In the United States, older patients with advanced lung cancer make much less use of hospital and emergency room services at the end of life than their counterparts in Ontario but use far more chemotherapy, according to a study published May 18th online in the Journal of the National Cancer Institute.
Government-financed health care covers elderly patients in both Canada and the U.S., but coverage at the end of life differs. In the U.S., Medicare covers hospice care for qualified patients. Ontario, the most populous Canadian province, has no hospice program comparable to what exists in the U.S. but provides palliative care through inpatient acute care units, outpatient services and home health care.
To compare end-of-life care between the two systems, Joan L. Warren, Ph.D., of the National Cancer Institute and colleagues used U. S. Surveillance, Epidemiology, and End Results (SEER)-Medicare data and data from the Ontario Cancer Registry. They identified patients age 65 and older who died with non-small cell lung cancer (NSCLC) during 1999-2003 and reviewed health claims from their last 5 months of life to collect data on chemotherapy, emergency room use, hospitalizations, and supportive care in both short-term (less than 6 months) and longer-term (6 months or more) survivors.
Patients in both countries used health-care services extensively, particularly in the last month of life. Ontario patients had hospital admissions and used emergency room services at rates that were statistically significantly greater than those of U.S. patients.
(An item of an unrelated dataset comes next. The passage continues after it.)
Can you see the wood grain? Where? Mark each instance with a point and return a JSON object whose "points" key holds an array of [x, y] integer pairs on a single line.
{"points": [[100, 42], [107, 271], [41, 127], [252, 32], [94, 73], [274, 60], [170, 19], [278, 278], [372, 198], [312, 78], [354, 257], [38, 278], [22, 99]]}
More than twice as many Ontario patients died in hospital (e.g., 48.5% of short-term survivors compared to 20.4% in the U.S.) even though a majority of Ontario patients have reported that they would prefer to die at home. In each of the last 5 months, chemotherapy rates were statistically significantly higher among SEER-Medicare patients than among the Ontario patients.
The authors note that these findings partly support the commonly held view that U.S. physicians have a more aggressive attitude toward treatment and that patients in the U.S. tend to receive more intensive health-care services. However, U.S. patients can enroll in hospice services, an option not readily available in Ontario. The authors conclude that the lack of hospice services contributes to higher rates of hospital and emergency room visits and in-hospital deaths among Ontario patients.
The findings, they write, "will inform health planners and policy makers in each country regarding current patterns of end-of-life care and where there may be opportunities for changing practice patterns or programs."
In an editorial, David Goodman, M.D., of the Dartmouth Institute for Health Policy and Clinical Practice, notes that end-of-life care varies not only between the U.S. and Ontario, but also from region to region within the U.S. and Canada. Even more important, he writes, patient preferences varies from one individual to another and these preferences are often unheard: "Quality in end-of-life care will continue to elude us if we assume that societal average preferences indicate the care individual patients want and need," he writes.
Goodman argues that the best care at the end of life is care in which the patient participates in the decision-making. "The solution…is not to blindly drive systems towards greater use of hospice and palliative care services. It is to improve decision quality so that patients can make an informed choice with an understanding of the patient experiences associated with active curative care, with supportive care, or with concurrent [palliative and curative] care."